O economista César Bergo aponta alguns fatores que influenciaram no aumento dos empregados nesses setores.

TEC./SONORA: César Bergo, economista

 “Você tem a retomada dos programas de governo, programa de aceleração do crescimento, a questão também da construção civil. Então a gente observa que esses setores são muito fortes na contratação de obras, sobretudo no estado de São Paulo, que é o maior Produto Interno Bruto do país."


LOC.: Em todo o estado de São Paulo, o  total de ocupados no mercado de trabalho foi de mais de 24 milhões, um aumento de 1,1% entre o segundo e o terceiro trimestre de 2023. 

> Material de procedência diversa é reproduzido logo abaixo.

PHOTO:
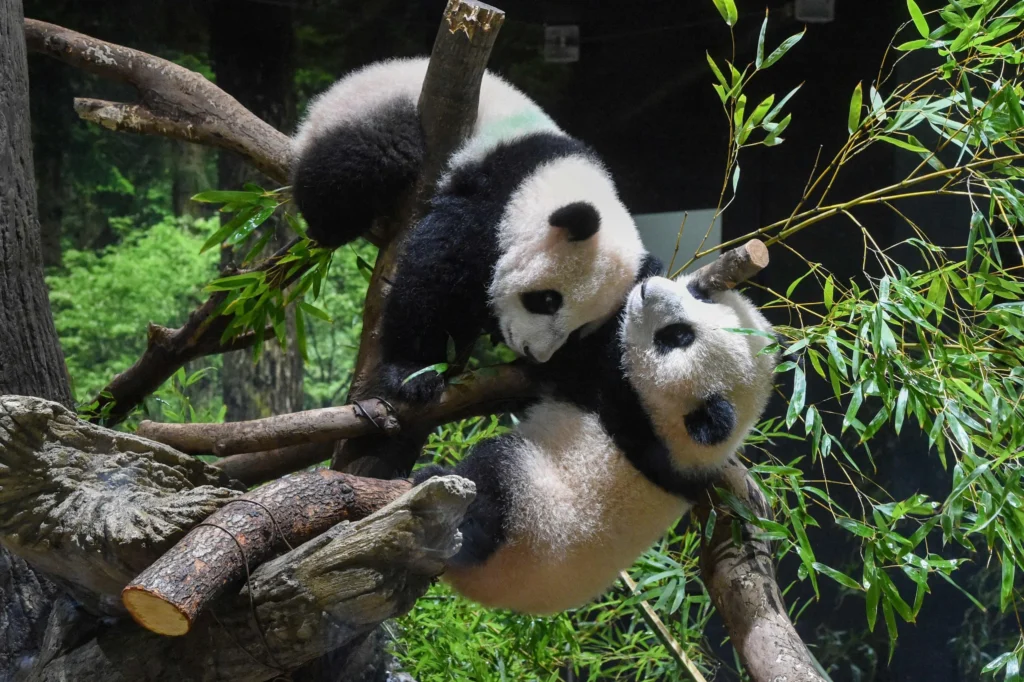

Apesar do resultado positivo, o setor de Indústria apresentou uma queda de 63 mil ocupações no mercado de trabalho, seguido por Agricultura, que registrou um redução de 8 mil empregados. Serviços Domésticos permaneceu estável.

 

TEC./SONORA: César Bergo, economista

"Do outro lado nós temos a Indústria, que vem mostrando uma dificuldade de recuperação, sobretudo em função da política monetária, que elevou a taxa de juros, e também a grande dificuldade do Agronegócio que apresenta negativo, em função de já ter terminado a safra."


LOC.: Para 2024, o economista apontou que Construção Civil, Comércio e Serviços devem continuar fortes. Apesar da dificuldade da Indústria, os investimentos podem voltar, apresentando um resultado mais positivo no setor.